Then they resumed their walk. Without saying a word Fritz stroked his little son's cheek;--it was wet with tears. The poor little fellow was crying silently, for fear of grieving his father!

Fritz felt a strange, choking sensation. He took the boy to a confectioner's, but the child could eat nothing.

That night Siegi was taken ill. The physician pronounced it inflammation of the lungs. Lying in his father's arms for three days and nights, the boy suffered fearfully, and then the crisis was over. At the end of three weeks the little fellow could leave his bed, but he was paler and weaker than ever.

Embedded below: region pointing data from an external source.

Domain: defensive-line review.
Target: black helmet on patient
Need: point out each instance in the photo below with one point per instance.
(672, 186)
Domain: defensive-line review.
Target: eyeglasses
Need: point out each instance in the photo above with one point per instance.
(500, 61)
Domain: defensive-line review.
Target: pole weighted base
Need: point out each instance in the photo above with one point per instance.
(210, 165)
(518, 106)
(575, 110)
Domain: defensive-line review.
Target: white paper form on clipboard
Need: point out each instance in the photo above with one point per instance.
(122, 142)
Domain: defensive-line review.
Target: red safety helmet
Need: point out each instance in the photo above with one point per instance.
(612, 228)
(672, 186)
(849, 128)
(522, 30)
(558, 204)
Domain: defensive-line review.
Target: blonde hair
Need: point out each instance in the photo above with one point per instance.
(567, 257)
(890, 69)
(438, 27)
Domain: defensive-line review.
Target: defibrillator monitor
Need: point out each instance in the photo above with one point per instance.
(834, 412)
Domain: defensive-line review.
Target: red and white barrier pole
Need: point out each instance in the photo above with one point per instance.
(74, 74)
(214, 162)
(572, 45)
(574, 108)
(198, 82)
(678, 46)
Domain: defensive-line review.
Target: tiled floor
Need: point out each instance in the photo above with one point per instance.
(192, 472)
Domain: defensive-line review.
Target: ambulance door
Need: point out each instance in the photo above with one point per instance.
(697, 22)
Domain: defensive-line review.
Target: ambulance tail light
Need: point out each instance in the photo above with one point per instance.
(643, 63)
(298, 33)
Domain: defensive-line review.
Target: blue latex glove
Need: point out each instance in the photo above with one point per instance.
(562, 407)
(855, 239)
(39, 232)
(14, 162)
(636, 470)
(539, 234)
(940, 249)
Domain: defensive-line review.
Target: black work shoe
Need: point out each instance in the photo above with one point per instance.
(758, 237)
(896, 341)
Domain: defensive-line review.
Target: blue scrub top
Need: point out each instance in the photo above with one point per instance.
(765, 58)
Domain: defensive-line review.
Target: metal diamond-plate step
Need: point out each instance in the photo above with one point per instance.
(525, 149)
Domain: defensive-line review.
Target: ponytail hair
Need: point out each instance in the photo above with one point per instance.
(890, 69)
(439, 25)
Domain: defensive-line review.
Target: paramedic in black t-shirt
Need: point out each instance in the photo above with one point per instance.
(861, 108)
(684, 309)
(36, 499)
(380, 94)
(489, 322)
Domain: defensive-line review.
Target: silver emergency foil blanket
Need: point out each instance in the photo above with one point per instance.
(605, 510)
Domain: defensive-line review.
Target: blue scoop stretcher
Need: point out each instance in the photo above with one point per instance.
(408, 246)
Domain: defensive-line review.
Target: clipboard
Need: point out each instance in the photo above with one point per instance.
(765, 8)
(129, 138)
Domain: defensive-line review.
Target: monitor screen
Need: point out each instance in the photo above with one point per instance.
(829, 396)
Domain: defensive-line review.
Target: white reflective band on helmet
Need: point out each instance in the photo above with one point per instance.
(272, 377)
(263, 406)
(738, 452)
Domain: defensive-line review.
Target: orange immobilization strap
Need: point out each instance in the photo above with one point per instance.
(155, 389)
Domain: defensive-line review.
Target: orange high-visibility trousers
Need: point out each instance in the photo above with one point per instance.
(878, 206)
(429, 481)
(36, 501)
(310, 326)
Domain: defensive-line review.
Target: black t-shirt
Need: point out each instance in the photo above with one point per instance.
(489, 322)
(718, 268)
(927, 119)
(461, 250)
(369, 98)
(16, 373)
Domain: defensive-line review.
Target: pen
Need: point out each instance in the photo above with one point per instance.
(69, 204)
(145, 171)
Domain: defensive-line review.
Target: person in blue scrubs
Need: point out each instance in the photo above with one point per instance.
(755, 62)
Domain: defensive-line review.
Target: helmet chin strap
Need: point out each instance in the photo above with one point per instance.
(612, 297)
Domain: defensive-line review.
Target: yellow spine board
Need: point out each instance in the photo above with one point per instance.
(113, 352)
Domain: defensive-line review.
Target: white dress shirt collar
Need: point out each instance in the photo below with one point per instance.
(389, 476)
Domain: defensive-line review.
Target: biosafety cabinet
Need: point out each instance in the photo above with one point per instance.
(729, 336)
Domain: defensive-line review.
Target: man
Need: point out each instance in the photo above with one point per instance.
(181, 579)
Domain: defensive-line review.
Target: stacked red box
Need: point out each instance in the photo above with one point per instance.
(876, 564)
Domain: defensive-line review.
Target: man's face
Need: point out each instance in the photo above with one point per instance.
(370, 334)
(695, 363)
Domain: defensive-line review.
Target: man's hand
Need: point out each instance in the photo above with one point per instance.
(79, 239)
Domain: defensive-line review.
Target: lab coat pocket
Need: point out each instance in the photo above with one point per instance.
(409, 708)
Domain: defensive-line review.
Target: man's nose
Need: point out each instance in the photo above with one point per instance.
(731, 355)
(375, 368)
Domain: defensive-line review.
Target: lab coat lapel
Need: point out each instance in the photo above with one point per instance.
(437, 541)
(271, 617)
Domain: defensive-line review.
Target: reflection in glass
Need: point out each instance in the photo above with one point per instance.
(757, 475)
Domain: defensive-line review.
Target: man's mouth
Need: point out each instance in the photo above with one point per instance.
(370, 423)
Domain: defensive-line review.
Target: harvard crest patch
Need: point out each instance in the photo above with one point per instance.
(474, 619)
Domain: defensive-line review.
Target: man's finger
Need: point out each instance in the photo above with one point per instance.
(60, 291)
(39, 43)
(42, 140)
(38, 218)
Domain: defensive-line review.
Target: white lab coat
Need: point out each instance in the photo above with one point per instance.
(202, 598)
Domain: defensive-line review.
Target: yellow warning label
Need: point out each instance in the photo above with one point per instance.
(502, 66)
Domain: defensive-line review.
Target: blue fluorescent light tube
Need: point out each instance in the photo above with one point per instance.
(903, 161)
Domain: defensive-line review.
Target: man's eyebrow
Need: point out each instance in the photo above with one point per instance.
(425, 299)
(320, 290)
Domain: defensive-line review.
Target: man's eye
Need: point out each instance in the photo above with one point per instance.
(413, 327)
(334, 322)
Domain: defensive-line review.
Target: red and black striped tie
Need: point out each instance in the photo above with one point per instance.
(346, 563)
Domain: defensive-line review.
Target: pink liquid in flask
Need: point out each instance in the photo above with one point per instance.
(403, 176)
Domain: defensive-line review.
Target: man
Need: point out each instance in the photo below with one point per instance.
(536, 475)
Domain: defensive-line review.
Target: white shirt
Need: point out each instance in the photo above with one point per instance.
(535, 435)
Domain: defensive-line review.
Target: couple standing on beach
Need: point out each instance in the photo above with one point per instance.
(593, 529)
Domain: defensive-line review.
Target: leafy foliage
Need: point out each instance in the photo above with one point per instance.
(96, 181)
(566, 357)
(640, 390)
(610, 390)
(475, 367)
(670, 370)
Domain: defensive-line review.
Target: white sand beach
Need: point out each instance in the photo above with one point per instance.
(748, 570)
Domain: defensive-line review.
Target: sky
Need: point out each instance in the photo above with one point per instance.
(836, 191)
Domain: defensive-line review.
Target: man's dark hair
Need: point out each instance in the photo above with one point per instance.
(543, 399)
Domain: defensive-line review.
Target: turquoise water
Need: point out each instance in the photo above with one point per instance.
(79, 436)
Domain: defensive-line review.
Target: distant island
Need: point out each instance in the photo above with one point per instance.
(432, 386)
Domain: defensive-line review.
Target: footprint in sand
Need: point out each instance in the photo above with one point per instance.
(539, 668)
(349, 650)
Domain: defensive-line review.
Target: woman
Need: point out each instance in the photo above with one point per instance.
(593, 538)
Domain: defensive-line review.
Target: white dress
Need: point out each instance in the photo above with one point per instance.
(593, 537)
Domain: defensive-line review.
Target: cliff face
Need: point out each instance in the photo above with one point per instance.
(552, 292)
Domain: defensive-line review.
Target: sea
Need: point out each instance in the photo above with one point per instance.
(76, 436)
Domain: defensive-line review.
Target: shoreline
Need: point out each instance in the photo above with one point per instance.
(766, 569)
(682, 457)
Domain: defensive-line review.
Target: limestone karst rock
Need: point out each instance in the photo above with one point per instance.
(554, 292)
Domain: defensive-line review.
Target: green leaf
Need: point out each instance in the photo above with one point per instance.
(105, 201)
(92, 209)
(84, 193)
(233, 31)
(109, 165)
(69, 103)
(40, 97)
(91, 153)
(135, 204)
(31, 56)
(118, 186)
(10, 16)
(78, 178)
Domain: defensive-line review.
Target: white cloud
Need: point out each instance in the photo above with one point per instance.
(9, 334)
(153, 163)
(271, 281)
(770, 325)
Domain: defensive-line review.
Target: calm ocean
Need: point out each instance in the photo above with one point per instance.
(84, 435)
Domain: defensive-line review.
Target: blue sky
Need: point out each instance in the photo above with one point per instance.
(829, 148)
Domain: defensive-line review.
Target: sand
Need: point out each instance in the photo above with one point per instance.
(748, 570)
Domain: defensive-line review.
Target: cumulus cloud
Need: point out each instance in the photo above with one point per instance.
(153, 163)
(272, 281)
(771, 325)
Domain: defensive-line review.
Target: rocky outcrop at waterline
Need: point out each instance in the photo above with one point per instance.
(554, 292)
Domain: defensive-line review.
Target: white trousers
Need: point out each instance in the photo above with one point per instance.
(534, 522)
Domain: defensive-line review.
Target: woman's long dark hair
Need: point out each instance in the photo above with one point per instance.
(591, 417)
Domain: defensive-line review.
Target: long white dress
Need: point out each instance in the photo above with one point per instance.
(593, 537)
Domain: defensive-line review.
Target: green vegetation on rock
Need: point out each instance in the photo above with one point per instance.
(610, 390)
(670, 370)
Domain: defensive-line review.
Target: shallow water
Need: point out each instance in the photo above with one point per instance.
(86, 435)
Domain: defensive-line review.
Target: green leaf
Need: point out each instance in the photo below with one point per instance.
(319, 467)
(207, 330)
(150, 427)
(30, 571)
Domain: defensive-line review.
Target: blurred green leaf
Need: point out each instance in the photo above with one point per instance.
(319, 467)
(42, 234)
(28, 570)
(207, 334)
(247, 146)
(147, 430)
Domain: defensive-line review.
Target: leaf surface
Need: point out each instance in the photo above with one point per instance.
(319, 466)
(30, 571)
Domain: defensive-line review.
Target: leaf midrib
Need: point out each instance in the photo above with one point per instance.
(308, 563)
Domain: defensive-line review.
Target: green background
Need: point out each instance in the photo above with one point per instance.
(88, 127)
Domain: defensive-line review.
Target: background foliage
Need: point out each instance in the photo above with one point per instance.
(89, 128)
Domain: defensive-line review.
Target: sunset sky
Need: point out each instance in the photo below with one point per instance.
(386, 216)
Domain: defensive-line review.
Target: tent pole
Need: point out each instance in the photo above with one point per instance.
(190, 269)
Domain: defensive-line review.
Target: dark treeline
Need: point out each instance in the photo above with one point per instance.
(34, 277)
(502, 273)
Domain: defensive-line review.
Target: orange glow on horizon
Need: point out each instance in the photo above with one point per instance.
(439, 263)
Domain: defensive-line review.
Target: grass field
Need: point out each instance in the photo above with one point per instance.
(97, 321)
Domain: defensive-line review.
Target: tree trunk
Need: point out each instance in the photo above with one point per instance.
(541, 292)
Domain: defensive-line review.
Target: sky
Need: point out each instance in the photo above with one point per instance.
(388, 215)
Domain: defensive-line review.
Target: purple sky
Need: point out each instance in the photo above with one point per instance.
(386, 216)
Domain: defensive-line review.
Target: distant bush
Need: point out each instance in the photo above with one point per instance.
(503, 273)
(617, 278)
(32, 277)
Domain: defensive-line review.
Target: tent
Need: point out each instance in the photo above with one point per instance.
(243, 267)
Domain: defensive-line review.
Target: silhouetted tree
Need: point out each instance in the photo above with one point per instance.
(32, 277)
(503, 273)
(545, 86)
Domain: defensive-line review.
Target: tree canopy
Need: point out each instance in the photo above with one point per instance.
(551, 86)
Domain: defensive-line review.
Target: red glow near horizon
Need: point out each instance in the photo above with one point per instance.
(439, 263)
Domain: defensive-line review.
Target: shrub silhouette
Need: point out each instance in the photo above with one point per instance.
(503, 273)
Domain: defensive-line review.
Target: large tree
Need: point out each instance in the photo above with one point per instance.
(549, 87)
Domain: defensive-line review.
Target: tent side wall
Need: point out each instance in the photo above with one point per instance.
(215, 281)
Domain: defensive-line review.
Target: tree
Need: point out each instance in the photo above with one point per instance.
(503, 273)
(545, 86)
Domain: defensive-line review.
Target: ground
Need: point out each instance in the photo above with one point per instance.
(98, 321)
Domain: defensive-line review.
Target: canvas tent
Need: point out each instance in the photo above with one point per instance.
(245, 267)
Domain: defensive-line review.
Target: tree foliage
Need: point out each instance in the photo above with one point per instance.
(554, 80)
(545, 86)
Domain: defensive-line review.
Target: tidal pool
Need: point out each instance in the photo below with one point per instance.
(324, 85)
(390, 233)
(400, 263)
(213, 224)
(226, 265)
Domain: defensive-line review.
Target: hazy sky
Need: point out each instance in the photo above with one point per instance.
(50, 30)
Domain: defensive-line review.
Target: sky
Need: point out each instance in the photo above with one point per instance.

During Siegi's illness Fritz borrowed a hundred gulden from a former friend. Shortly afterwards he saw this friend in the street and was advancing to meet him when he saw him cross over the way with the evident intention of avoiding him. Fritz's blood was stirred at this, and blind, reckless rage seized him. The paltry hundred should be repaid at any cost. He sold his winter overcoat, and the golden chronometer which his father had given to him on his sixteenth birthday, and which was to have been an heirloom for Siegi.

He paid the hundred gulden--but ah, how often he repented it!

CHAPTER IX.

Among the lodgers at the widow Schmitt's, as Charlotte's mother was called, was a sallow-faced old woman, whose room was a small, dark, comfortless hole, and who wore the same shabby, green gown, summer and winter, year in and year out. She was known as Frau Pick, and she was a professional beggar.

One day, on returning from some humiliating errand, Fritz heard one of his sisters-in-law call to his wife: "Pick is waiting."--"I am ready," was the reply, and Charlotte came out into the passage with a letter in her hand. Fritz sprang to meet her, snatched the letter from her, forced her back into the room and, entering, closed the door behind them.

The letter was addressed to the archbishop of Vienna.

"What does this letter contain?" he asked angrily, seizing her so rudely by the wrist, that she screamed and fell upon her knees before him; she did not answer his question, however.